Cuando era más joven y más vulnerable, mí padre me dio un consejo al que no he parado de dar vueltas desde entonces.
"Siempre que sientas deseos de criticar a alguien", me dijo" recuerda que no a todo el mundo se le ha dado la ventaja que a ti".
Por lo que, después de haber presumido de esta forma de ejercer la tolerancia, he de confesar que tiene un límite. El comportamiento puede estar fundado sobre roca o terreno pantanoso, pero más allá de cierto punto me da igual cuál sea su base. Cuando volví de la costa Este el otoño pasado noté que deseaba vestir al mundo de uniforme para que adoptara de una vez por todas algo así como una "posición de firme moral"; no deseaba más desenfrenadas excursiones con privilegiadas vislumbres del alma humana. Tan sólo Gatsby, el hombre que da título a este libro, quedaba al margen de aquella reacción mía: Gatsby, que representaba todo aquello que desprecio sinceramente. Si la personalidad es una serie ininterrumpida de gestos que tienen éxito, no hay duda de que había algo espléndido en él, cierta exaltada sensibilidad ante las promesas de la vida, como sí estuviera conectado a uno de esos complicados mecanismos que registran terremotos producidos a quince mil kilómetros de distancia.
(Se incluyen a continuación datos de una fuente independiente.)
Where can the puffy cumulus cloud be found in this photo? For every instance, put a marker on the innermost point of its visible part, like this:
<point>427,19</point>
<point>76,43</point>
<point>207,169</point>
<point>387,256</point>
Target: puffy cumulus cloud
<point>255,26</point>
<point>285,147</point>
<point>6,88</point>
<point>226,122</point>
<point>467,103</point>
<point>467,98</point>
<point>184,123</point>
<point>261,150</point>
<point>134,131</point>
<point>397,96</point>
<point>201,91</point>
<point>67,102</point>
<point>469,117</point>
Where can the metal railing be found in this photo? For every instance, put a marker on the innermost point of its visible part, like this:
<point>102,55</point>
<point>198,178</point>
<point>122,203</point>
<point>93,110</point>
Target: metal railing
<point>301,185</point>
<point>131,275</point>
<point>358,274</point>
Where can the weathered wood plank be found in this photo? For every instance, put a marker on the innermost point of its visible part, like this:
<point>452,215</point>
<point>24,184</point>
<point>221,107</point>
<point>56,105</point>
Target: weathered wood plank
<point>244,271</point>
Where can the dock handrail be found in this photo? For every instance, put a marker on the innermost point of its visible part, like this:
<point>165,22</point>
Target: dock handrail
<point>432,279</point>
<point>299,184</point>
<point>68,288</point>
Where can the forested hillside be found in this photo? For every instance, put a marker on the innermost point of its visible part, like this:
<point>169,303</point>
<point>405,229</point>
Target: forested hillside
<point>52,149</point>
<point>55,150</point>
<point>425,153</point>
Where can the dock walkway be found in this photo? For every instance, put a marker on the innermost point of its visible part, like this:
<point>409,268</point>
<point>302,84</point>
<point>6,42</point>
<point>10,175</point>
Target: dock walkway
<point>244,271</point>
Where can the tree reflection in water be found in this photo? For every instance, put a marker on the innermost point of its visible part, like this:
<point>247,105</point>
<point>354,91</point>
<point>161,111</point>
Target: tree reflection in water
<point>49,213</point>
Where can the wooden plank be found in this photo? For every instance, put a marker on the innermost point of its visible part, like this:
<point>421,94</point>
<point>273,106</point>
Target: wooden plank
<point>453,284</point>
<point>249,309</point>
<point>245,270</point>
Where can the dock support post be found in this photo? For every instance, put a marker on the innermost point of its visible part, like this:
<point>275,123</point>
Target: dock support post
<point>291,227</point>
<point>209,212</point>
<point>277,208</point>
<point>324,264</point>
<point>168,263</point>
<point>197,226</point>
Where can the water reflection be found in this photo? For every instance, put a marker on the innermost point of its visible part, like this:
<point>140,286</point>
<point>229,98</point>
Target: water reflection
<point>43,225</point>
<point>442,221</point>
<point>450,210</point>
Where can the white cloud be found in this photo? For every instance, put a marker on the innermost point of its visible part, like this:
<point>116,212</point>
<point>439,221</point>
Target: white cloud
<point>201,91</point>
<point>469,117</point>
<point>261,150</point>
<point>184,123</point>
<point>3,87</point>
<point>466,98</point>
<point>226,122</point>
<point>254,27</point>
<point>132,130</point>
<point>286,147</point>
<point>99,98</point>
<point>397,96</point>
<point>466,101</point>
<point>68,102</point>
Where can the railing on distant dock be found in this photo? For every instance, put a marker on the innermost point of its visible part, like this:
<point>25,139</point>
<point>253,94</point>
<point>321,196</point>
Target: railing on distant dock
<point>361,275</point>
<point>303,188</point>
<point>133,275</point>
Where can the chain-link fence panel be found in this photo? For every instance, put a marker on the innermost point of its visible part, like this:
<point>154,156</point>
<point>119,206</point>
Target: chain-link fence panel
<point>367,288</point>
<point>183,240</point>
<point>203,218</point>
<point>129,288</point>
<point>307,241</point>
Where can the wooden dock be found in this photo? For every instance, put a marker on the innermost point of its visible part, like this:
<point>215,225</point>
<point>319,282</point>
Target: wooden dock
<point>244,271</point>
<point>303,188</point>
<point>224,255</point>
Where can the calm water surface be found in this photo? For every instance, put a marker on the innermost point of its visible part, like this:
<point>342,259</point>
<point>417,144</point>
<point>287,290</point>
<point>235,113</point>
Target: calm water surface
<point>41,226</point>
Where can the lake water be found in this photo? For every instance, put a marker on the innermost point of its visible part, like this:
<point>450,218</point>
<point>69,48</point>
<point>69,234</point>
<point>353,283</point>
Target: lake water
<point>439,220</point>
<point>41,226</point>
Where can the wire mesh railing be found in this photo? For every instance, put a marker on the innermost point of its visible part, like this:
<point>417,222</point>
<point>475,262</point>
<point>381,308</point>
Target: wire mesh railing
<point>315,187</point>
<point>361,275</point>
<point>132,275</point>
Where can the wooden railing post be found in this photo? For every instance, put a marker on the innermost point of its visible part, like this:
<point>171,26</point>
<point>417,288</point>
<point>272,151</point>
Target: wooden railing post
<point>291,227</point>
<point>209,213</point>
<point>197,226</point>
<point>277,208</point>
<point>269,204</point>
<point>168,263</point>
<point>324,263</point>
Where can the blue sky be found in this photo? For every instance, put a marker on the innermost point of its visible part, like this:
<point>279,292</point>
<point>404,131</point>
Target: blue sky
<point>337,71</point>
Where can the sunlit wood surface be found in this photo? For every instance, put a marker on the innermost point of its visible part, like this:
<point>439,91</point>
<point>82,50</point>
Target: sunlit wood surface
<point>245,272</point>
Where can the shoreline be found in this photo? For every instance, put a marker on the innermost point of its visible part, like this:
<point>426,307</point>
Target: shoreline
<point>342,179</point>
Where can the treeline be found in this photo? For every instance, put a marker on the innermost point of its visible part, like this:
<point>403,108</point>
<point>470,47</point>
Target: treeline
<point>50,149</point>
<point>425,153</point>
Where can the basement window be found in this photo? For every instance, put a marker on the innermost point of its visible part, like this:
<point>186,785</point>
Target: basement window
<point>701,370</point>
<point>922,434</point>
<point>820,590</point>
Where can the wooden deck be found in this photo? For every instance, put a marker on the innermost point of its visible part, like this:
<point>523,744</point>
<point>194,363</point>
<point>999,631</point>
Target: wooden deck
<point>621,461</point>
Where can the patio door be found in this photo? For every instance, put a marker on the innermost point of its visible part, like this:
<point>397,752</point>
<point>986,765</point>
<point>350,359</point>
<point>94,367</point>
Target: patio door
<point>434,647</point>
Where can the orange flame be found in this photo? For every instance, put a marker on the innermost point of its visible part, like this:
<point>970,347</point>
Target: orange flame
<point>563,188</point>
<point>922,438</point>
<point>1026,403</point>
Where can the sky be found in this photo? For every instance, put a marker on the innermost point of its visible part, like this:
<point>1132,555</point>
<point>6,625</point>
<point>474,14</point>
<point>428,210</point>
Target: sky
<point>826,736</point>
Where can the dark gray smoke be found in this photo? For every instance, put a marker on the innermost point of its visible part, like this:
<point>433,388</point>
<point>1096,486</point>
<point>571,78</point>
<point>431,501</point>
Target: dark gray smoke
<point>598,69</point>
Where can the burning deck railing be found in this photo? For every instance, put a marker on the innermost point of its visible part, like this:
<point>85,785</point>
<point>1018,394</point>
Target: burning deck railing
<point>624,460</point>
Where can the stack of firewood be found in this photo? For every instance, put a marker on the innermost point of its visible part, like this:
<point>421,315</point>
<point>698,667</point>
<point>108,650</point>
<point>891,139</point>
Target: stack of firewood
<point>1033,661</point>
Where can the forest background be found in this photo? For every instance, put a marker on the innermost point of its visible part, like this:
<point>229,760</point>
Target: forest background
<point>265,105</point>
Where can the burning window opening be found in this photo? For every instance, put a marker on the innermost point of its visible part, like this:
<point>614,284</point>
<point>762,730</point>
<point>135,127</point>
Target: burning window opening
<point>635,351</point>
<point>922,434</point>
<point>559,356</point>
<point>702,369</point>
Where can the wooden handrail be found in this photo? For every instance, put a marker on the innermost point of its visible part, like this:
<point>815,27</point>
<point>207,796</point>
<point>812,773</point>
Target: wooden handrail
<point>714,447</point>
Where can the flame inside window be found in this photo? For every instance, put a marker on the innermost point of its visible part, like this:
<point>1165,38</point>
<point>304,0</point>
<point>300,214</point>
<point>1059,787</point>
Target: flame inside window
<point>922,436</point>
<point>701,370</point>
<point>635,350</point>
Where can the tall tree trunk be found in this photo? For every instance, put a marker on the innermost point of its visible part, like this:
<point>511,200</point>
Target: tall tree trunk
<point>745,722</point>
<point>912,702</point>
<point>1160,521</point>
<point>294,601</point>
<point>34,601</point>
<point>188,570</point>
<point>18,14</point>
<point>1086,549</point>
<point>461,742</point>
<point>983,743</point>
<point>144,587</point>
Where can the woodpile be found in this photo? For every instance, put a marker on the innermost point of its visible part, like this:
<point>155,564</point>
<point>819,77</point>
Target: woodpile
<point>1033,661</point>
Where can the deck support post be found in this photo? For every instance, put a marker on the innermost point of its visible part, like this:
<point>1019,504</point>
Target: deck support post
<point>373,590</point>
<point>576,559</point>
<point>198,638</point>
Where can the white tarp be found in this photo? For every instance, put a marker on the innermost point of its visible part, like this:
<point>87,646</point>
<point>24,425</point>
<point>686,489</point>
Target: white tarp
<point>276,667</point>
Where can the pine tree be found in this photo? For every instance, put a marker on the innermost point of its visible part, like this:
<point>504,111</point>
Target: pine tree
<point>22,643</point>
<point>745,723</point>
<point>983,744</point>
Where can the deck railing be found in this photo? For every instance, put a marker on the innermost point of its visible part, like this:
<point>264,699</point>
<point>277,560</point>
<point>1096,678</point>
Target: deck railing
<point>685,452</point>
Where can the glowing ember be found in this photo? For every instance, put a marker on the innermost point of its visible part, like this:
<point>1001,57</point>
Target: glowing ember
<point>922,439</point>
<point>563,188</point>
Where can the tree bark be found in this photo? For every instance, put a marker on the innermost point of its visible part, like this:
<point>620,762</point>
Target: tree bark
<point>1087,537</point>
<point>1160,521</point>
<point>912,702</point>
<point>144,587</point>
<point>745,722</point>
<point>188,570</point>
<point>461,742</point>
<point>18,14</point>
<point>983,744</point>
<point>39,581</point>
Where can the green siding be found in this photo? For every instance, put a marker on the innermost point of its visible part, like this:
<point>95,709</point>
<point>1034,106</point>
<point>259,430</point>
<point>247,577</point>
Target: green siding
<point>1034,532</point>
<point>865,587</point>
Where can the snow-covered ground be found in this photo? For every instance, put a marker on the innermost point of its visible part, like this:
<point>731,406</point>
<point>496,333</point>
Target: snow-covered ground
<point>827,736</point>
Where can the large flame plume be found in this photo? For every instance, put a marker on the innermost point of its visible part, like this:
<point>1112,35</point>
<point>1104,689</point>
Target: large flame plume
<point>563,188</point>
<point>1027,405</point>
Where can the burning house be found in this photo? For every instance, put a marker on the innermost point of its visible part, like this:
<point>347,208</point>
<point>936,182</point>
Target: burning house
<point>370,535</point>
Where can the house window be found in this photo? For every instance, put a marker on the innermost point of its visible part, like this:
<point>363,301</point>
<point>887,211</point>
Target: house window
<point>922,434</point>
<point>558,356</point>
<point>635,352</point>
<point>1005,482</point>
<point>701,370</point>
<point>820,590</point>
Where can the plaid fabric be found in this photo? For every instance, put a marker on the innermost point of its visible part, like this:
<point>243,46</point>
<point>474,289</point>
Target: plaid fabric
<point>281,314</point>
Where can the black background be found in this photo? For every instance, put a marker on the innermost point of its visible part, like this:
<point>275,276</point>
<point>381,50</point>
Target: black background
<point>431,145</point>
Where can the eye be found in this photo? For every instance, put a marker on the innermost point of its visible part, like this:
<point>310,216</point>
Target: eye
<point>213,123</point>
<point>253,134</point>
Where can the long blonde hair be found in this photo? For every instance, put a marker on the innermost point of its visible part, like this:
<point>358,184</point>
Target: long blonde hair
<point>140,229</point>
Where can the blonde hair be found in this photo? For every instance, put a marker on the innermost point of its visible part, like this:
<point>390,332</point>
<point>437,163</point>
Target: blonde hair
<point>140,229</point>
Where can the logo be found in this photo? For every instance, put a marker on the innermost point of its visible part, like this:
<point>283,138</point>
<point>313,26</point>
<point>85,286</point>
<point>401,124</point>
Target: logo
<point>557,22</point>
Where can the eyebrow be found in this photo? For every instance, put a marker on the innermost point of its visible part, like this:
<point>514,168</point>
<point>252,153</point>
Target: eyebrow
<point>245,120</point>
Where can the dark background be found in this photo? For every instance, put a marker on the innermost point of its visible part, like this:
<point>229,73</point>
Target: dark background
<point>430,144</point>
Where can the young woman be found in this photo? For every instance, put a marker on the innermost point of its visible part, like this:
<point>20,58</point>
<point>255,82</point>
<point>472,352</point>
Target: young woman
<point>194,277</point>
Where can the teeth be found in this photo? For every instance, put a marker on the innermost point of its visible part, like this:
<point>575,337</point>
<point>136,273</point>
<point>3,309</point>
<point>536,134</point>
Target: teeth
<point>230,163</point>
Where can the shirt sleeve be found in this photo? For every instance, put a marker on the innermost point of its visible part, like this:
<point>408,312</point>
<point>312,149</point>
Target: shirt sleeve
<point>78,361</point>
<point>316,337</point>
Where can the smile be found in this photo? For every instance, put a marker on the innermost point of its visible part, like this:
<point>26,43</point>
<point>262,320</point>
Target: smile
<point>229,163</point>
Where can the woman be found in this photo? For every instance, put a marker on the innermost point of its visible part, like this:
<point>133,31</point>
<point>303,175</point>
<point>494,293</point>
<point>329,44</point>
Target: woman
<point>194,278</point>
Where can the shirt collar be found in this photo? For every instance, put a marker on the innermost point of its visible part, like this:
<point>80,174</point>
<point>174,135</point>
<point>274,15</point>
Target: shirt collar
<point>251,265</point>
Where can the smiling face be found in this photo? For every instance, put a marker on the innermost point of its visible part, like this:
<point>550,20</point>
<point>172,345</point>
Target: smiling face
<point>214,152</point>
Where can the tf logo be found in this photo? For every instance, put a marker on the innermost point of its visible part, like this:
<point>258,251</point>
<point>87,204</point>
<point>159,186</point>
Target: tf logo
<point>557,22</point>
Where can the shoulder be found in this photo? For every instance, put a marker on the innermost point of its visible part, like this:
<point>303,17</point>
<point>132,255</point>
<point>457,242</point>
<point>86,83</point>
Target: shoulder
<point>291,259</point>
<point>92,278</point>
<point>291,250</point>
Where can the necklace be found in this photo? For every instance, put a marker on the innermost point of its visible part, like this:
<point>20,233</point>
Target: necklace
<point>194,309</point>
Esa sensibilidad no tiene nada que ver con la floja impresionabilidad a la que se procura ennoblecer llamándola "temperamento creador": el de Gatsby era un don extraordinario para la esperanza, una disponibilidad romántica como nunca he hallado en otra persona y no es probable que vuelva a encontrar. No; Gatsby demostró su valía al final; lo que se cebó en él fue el sucio polvo que levantaron sus sueños, eso fue lo que provocó durante algún tiempo mi desinterés por las penas infructuosas y las alicortas alegrías de los seres humanos.